Google Search Patent

We have a very interesting piece of SEO related news this week in that Google have just been granted a new patent titled ‘determining quality of linked documents’ which is able to give us further insight and understanding as to the ways in which Google judges the influence of links to a website and the effect which this has on search positions.

Google Patent

Below is the official patent abstract which gives a brief insight into the way Google looks at in-bound links:

“A ranking component ranks documents, such as web pages or web sites, to obtain a ranking score that defines a quality judgment of the document.
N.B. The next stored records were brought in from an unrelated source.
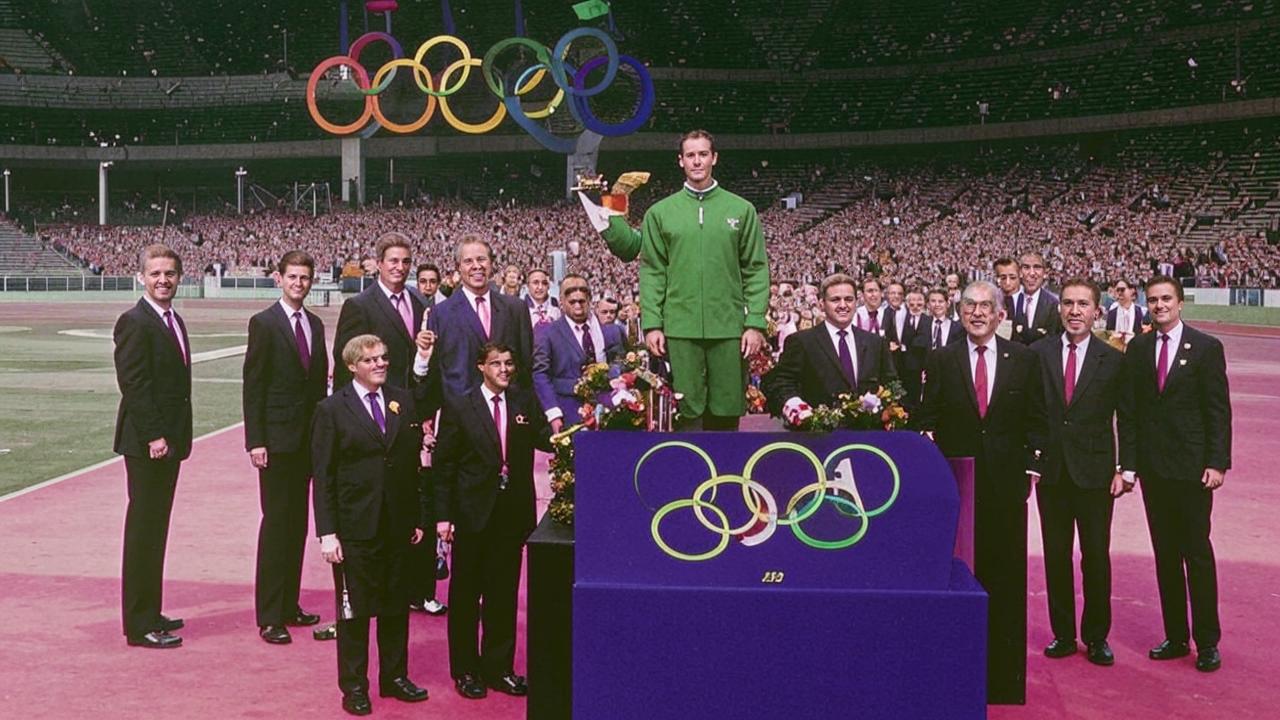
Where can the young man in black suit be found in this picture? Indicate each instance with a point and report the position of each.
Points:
(1183, 411)
(978, 402)
(385, 309)
(1086, 405)
(484, 502)
(286, 376)
(828, 359)
(152, 432)
(1034, 306)
(369, 511)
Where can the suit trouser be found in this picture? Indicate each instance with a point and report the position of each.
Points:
(1178, 515)
(1000, 559)
(283, 490)
(484, 589)
(146, 533)
(711, 374)
(353, 651)
(1066, 507)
The ranking score of a particular document is based on the ranking score of the documents which link to it and based on affiliation among the documents.”

Effect of Links on Rankings

From this, we can see that Google may rank links differently depending on the relationship which pages have with one another, essentially meaning that not all links are treated the same in the eyes of Google.
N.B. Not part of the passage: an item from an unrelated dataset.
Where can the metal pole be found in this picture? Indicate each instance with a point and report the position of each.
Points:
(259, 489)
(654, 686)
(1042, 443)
An example which we can use here is that links from pages which share author may have a lower impact on rankings for a website which has no affiliation with the linked site.

Website Affilliation

We are also provided with an image which we can use to see how various websites are related:

Google Search Patent

It is highly possible that Google may assign a maximum value for links that come from affilliated sites and may assign individual values for links which are from independent pages. Therefore, four links from an affilliated website may carry a higher ranking value than just one link, but it is likely that the overall value of links from the affilliated site is limited.

Methods of Affilliation

In the patent, we can also see a number of methods used by Google to determine affilliation of pages such as;
- interlinking (websites which are more closely linked to one another than an average page)
- hostnames (the idea that webpages with the same domain or subdomains may be affilliated)
- IP addresses (the idea that if the first couple of components of an IP are the same, pages may be affilliated)
- visitors (if pages share many visitors during a browing session, they may be thought to be affilliated)

Conclusions From Google’s New Patent

Therefore, when planning link campaigns, is it now more essential than ever to obtain links from as many different, independent, sources as possible and it is likely that automated linking schemes will be flagged to Google. What is important is the quality of links rather than the quantity of links and this furthers the idea that large numbers of links from link farms may be no more useful than a smaller number of genuine links from independent locations.